Account validation: User-not-present, credential free account verification, focused insights
Account validation platforms can authenticate with just a bank account and routing number, and some return additional insights and risk scores to help customers decide on what to do with a bank account.
This approach is particularly interesting because it is credentialless and user-not-present, meaning there is significantly less friction that may cause drop off. Providers use consortium data sources to analyze historical account and transaction behavior, and some, like GrailPay, enhance initial findings with AI algorithms to layer on additional probabilistic insights.
This user-not-present methodology prioritizes speed and seamless user experience while providing focused insights specifically designed for payment risk assessment.
Open banking vs account validation: head-to-head comparison

Open banking or account validation? It depends on the business
When account validation makes sense
Account validation tools excel in scenarios where operational efficiency and user experience drive business decisions.
For ACH payout operations for example, like vendor payments or high-volume account enrollment to ACH, the combination of higher bank account coverage, faster latency, and pricing typically pegged to individual API calls makes account validation a strong choice. The credential-less approach particularly benefits businesses where friction in the bank account enrollment process directly impacts conversion rates.

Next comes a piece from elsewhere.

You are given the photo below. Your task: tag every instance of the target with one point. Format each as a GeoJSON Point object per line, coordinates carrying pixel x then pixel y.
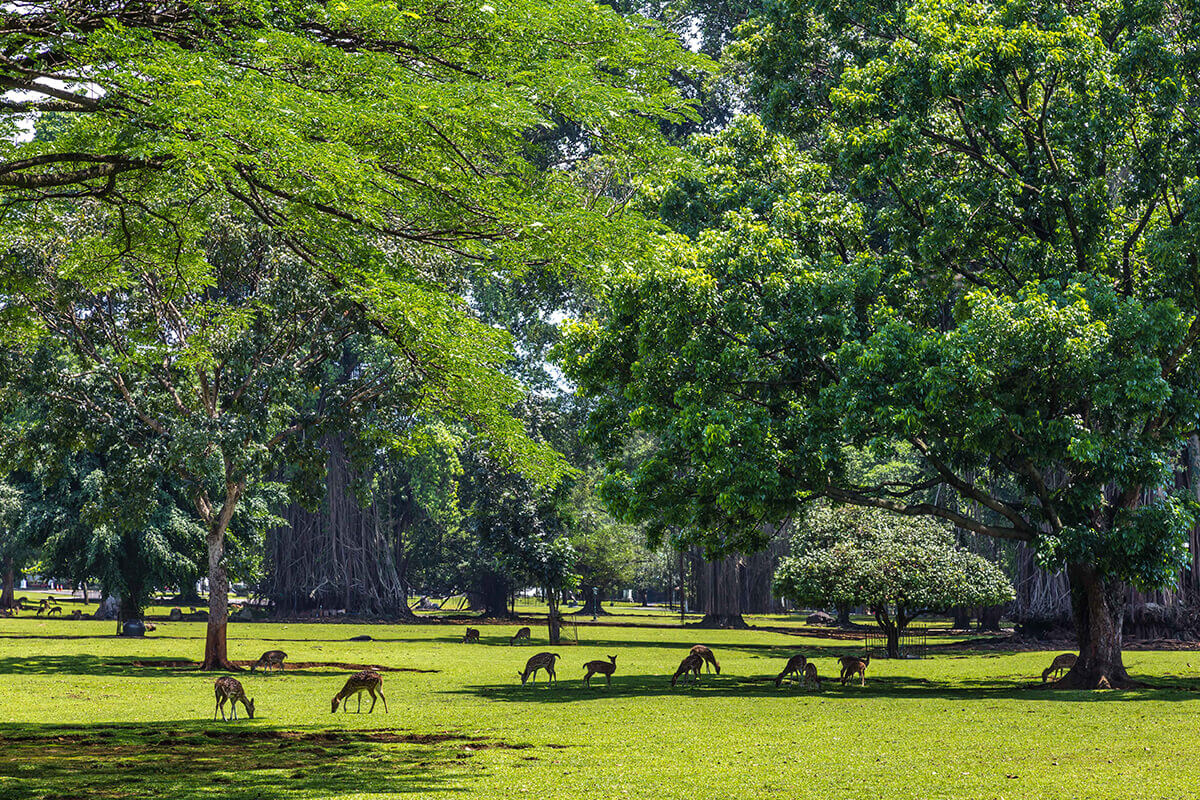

When your primary need is confirming account operability for payment settlement rather than comprehensive insight to real time data, going with an account validation solution for focused insight is likely the best call.
When open banking justifies additional investment
Open Banking tools prove valuable when data richness justifies increased friction and cost. Applications requiring income verification, cash flow analysis, or ongoing account monitoring benefit from the comprehensive financial insights these platforms provide.
The real-time balance verification and transaction history access become essential for lending decisions, credit assessments, or personal financial management applications where deep financial insights drive core product value.

A third option: maximize coverage with the overlap
Progressive fintech companies and financial institutions increasingly recognize that optimal ACH payments programs often require both approaches to bank account management and strategically deploy both across different specific segments of user journeys within broader use cases.
A hybrid implementation might use account validation for initial payment enrollment to maximize conversion rates, then selectively deploy open banking for users requiring enhanced verification or ongoing monitoring based on their account validation confidence score. This approach optimizes for both operational efficiency and comprehensive risk management.
Costs: what to expect
Pricing models for open banking and account validation typically reflect each approach's core value proposition. Open banking aggregators typically charge multiple API fees (Auth, Identity and Transaction) plus ongoing monthly user fees, making them prohibitively expensive for simple authentication.
Account validation platforms usually charge single API call fees per validation, creating predictable unit economics that scale efficiently with increasing volume of bank accounts being enrolled to ACH. For businesses processing high volumes of ACH payments with high volumes of distinct bank accounts, this pricing structure often makes more sense.
Making the strategic choice of how to validate bank accounts
The decision between open banking and account validation ultimately depends on balancing three critical factors: user experience, the need for real-time data, and costs.
Choose account validation when speed to bank account enrollment, account coverage, and minimal user friction drive business success, and when basic account validity assessment meets your risk management requirements.
Choose open banking when comprehensive real-time financial insights justify additional implementation complexity and user friction, and when ongoing account monitoring provides strategic value.
The future of ACH payment operations likely lies not in choosing between these approaches, but in strategically combining them to create payment experiences that optimize for both user conversion and comprehensive risk management across different stages of the customer journey.